The eventual choice of that committee - which has given itself a year to do its work - should provide a clue to how committed the board really is, and how open to outside advice.

"Taking an internal candidate like Satya Nadella - the guy nurturing servers - or some of the other people on the Windows team, that makes sense to keep a steady hand through this reorganization and strategic shift," said Norman Young, an analyst at Morningstar.

"But a strong case could be made that the company needs a breath of fresh air, someone who can execute on the strategy but also bring an outsider perspective," he added.

That could mean selling the Xbox and abandoning Bing, or cutting short efforts to make tablets or other computers.

SHAREHOLDERS CLAMOUR FOR MONEY, BALLMER'S HEAD

Throughout the last decade, as Microsoft’s share price has remained flat, shareholders have called for bigger dividends and share buybacks to beef up their returns.

Microsoft obliged with a one-time $3 a share special dividend in 2004 and has trebled its quarterly dividend to 23 cents since then.

But shareholders still want a bigger slice of Microsoft’s $77 billion cash hoard, $70 billion of which is held overseas.

Rick Sherlund, an analyst at Nomura, believes that if the retirement of Ballmer means the company is listening to ValueAct and its supporters, then action on the dividend and share buyback could perhaps happen as early as Sept. 19, when Microsoft hosts its annual get-together with analysts and is expected announce its latest dividend.

"The momentum of shareholder activism is well underway and likely to benefit shareholders even though the process of how this unfolds is not certain," said Sherlund.

The lackluster performance of Microsoft’s stock has long been the stick that shareholders beat Ballmer with, and it has looked all the worse compared with the staggering gains made by Apple Inc under Steve Jobs.

Yet Ballmer - who owns just under 4 percent of the company - never showed any doubts about his intention to stay in the job. His old friend and ally Bill Gates, who still owns 4.8 percent of the company, never wavered in his public support.

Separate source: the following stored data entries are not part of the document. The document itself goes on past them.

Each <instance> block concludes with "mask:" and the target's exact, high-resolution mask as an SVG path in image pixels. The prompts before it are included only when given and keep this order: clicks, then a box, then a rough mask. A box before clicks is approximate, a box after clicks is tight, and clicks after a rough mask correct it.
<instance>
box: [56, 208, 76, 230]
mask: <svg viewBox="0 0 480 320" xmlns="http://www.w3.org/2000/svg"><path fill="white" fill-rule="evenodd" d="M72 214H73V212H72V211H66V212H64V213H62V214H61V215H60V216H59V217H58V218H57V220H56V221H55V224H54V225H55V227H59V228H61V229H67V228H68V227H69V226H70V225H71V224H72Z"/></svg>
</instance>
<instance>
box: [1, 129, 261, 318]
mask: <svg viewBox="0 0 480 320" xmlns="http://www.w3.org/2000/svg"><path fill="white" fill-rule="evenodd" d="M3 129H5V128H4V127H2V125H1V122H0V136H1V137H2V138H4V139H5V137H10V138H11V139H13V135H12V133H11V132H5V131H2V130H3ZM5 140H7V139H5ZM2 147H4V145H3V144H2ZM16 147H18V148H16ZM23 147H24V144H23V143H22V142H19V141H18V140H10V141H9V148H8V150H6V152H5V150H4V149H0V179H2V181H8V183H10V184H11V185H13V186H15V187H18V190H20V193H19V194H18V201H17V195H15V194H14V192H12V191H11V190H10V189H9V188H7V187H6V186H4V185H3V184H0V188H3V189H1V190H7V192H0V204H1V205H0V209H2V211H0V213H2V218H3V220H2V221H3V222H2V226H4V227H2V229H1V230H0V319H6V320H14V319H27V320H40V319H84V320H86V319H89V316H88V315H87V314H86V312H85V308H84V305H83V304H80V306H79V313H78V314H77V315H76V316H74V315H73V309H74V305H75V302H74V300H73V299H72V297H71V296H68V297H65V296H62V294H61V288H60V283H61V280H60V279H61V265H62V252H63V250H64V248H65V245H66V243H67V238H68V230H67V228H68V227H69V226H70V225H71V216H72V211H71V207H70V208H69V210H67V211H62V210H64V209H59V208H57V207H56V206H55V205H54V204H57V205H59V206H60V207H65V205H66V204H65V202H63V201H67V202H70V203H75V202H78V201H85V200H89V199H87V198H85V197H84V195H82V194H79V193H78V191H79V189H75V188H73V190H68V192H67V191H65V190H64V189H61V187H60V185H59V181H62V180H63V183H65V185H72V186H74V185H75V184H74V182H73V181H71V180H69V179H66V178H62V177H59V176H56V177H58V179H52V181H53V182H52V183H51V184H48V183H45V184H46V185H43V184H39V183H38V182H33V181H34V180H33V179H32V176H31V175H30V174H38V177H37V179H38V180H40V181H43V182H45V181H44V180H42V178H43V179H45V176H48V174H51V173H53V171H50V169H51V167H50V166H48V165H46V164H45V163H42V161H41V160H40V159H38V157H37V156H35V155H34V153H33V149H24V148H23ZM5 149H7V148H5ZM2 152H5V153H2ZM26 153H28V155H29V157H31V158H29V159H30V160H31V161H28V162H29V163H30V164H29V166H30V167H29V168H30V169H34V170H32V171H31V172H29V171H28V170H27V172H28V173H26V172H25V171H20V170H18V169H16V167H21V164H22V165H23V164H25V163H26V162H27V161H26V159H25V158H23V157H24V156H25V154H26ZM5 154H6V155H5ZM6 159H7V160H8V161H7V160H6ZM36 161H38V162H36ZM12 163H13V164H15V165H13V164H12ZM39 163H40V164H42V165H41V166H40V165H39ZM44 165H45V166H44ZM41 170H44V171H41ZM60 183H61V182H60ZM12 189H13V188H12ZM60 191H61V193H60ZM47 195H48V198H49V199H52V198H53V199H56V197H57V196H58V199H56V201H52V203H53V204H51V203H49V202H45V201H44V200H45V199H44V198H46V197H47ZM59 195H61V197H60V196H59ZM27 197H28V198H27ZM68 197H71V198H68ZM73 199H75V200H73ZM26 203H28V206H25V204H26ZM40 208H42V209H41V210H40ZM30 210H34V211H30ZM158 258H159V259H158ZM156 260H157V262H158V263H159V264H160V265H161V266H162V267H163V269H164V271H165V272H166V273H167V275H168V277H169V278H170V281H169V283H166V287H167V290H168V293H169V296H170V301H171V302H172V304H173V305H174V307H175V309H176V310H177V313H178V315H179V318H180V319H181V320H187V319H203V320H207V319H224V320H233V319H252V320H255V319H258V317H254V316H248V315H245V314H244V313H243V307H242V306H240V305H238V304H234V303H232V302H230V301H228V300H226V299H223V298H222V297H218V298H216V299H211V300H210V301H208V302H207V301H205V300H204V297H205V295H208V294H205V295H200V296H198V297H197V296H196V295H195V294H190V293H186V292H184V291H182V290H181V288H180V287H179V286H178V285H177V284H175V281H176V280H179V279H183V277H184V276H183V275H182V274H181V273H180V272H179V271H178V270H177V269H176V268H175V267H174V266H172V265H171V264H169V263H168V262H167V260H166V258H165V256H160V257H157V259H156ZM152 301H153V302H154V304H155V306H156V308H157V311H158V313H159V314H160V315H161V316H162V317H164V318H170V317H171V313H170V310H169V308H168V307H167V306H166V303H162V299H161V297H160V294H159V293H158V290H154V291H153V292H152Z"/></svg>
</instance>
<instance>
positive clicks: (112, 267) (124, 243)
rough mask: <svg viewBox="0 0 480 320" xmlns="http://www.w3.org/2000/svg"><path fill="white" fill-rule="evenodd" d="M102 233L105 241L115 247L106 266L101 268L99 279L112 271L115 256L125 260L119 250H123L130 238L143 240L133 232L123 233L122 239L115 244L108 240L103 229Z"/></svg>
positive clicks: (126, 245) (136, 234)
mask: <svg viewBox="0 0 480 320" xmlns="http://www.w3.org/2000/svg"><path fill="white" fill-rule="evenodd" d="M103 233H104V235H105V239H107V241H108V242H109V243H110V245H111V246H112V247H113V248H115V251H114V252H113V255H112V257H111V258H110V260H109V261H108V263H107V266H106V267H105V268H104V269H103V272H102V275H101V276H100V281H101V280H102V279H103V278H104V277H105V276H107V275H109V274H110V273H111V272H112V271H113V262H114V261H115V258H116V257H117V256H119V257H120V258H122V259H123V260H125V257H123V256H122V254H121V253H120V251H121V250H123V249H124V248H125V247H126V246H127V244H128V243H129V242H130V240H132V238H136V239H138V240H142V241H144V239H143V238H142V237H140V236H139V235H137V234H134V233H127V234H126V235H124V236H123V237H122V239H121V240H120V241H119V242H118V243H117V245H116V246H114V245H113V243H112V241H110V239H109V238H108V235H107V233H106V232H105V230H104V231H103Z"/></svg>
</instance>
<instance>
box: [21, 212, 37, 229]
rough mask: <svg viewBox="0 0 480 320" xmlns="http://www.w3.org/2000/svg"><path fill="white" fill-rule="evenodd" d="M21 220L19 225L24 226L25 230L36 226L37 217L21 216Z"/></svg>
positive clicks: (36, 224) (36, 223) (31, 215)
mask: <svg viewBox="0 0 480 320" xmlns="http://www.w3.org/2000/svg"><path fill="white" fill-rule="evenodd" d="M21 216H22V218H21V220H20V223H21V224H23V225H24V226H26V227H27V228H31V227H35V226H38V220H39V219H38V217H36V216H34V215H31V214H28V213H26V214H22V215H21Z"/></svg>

The first public signs of dissent on Microsoft’s board came in 2010, when Ballmer's bonus was trimmed explicitly for the flop of the infamous Kin 'social' phone and a failure to match Apple's iPad, according to regulatory filings.

It was around that time, though not necessarily connected, that the board started considering how it would manage a succession, according to a source familiar with the matter. Ballmer and the board began talking to both internal and external candidates.

About 18 months to two years ago, Ballmer started thinking seriously about a succession plan, the internal source said.

The time since was not marked with glory for Ballmer, with a tepid launch of Windows 8, the disappointment of the Surface tablet, and a $731 million fine by European regulators for forgetting to offer a choice of browsers to Windows users.

Two to three months ago, Ballmer started thinking seriously about his retirement and concluded it was the "right time to start the process," the source said. That was shortly after ValueAct took a $2 billion stake in Microsoft.

July's gloomy earnings, which offered no immediate hope of quick improvement, may have sealed the decision. Ballmer said Friday he made the choice in the few days prior, and informed the board on Wednesday. Whether the board urged Ballmer to leave is not known.

The impending exit of Ballmer leaves a difficult and perhaps impossible choice to his successor - pushing a large and insular behemoth through a highly risky transformation to the mobile world, or clinging to an island of profitable but PC-centric businesses.

"I'm not sure there is someone who can do Steve's (Ballmer's) job 'better'. It's an incredibly difficult job, perhaps intractable," said Brad Silverberg, a former senior Windows executive and co-founder of Seattle venture capital firm Ignition Partners. "Perhaps the way the job is defined needs to change, and this is the harbinger of bigger changes to come."